Whilst landlord action has been pushed out to March 2022 there is now a very real threat of creditor pressure with the prohibition on winding up petitions expiring on 30 September 2021.

The combination of COVID-19 support expiring together with the current market conditions make it inevitable that there will be a far greater risk of insolvency trigger events occurring in the supply chain from 1 October 2021.

Creditor Pressure

In relaxing the restriction on winding up petitions the UK government has sought to protect small businesses by raising the financial threshold for a petition from £750 to £10,000 or more and requiring a creditor to give a company at least 21 days to make proposals for repayment (to the satisfaction of the creditor) before proceeding with a petition. 

The concern here is that a winding up petition can have a devastating effect on a company and its supply chain given that once a petition is presented it is open for other creditors to support the petition and where the petition is advertised it is usual for the debtor company bank to freeze its bank accounts.

It is therefore imperative to ensure that any winding up petition is withdrawn before any other creditor supports the petition or it is advertised by the petitioning creditor.  Where this happens to a critical supplier it may be necessary to intervene and support to avoid the potential impacts.

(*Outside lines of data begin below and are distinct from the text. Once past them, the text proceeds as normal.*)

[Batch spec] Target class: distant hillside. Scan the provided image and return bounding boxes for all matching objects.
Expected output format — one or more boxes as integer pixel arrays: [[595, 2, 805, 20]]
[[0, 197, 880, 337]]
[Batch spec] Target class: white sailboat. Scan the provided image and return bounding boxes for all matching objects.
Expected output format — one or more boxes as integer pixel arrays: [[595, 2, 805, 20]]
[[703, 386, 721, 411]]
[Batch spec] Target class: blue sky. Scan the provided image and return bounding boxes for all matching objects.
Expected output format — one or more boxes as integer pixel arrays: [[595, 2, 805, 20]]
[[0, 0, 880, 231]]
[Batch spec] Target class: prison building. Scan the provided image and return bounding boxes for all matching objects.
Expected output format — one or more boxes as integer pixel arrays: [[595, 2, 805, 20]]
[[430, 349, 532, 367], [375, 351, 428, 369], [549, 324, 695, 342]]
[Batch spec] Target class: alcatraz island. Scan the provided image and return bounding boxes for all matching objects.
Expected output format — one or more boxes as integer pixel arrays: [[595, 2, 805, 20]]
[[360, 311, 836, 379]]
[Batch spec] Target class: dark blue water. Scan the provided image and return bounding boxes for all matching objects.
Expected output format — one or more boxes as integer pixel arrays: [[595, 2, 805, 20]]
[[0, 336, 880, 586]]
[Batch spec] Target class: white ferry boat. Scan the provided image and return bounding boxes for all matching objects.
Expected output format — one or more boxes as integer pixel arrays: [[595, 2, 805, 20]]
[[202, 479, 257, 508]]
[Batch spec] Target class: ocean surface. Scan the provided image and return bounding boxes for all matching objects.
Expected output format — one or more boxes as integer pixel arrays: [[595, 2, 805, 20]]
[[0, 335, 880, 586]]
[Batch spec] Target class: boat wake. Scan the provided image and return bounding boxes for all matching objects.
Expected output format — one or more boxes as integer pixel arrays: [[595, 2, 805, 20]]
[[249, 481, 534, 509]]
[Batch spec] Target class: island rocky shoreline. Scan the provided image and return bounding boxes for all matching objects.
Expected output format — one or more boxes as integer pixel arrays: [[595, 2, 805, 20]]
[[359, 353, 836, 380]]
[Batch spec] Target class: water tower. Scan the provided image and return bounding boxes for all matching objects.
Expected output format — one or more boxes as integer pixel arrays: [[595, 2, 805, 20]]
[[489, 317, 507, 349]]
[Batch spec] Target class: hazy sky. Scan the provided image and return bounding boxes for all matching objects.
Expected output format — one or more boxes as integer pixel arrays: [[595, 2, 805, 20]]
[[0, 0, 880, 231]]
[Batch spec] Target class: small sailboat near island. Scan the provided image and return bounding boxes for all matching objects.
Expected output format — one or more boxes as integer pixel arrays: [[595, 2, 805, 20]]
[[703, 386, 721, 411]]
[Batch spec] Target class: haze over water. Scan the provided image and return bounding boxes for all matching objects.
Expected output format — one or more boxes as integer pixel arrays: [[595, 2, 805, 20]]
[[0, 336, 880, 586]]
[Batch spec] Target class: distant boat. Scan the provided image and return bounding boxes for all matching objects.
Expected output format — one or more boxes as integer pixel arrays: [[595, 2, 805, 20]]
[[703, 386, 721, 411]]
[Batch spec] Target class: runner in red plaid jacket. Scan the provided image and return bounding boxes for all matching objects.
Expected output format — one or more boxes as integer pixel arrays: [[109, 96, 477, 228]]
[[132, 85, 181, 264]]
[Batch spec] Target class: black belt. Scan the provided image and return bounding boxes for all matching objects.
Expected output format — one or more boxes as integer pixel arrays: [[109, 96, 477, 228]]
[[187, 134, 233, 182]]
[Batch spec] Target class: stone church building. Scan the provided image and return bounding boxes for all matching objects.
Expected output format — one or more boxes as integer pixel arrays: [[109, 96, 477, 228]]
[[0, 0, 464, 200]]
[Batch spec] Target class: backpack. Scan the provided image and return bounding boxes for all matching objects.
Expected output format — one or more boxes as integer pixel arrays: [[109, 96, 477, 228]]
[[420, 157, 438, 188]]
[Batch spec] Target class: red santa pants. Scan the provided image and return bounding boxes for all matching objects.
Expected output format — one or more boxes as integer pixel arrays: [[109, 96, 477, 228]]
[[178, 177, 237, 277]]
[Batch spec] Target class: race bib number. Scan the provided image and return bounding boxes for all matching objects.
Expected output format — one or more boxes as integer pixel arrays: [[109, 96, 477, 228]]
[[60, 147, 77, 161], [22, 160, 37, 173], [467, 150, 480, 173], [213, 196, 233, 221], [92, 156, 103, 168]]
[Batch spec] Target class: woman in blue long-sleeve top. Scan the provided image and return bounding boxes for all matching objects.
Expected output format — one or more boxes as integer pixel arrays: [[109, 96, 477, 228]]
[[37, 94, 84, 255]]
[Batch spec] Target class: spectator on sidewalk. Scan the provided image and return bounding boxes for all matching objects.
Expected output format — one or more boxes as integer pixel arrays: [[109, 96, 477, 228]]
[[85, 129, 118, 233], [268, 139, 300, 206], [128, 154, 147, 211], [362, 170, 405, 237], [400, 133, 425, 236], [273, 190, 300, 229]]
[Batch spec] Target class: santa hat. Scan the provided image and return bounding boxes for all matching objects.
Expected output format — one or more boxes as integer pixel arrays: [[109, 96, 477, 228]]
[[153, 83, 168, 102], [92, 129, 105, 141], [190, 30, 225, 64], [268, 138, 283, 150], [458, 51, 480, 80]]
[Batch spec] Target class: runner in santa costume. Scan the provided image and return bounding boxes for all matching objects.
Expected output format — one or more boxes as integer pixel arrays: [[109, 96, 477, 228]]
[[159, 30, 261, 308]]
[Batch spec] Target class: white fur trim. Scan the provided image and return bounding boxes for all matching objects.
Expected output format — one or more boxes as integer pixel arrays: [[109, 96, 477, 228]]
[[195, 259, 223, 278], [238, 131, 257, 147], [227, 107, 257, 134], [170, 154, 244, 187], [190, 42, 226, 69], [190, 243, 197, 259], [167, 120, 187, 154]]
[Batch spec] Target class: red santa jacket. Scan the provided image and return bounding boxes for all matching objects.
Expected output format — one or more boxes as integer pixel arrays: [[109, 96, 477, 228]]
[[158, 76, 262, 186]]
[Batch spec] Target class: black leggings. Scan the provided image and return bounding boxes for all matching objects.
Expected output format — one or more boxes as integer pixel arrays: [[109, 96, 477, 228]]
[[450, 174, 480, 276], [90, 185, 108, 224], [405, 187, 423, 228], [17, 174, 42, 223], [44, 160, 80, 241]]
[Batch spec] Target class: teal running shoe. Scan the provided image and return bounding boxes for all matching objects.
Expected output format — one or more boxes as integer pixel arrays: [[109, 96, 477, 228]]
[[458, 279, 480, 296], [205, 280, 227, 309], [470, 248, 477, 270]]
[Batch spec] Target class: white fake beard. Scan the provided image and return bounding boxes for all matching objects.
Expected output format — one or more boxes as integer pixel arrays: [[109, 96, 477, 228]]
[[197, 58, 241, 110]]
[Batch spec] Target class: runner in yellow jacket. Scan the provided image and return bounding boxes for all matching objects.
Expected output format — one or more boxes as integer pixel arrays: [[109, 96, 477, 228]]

It is clear that increased vigilance will be needed from 1 October 2021 to identify any creditor pressure or insolvency risk for a supplier. It is important to identify the early warning signs of distress and to maintain an open dialogue with suppliers so that there is time to implement a corrective strategy before it starts to impact your business.

Supplier Solidarity 

Over the course of the last 12 months we have supported numerous clients with strategies to support under-performing businesses in the supply chain whether it’s through direct loans; revision of trading terms; advance payments and forward funding; advance ownership or bridging strategies; or partial acquisition or merger with other suppliers to help weather the current head winds.

It appears more important than ever to adopt a collaborative approach to the supply chain as the government support and restrictions fall away with the apparent sink or swim message to business that it needs to keep its head above water and cannot rely upon future government support.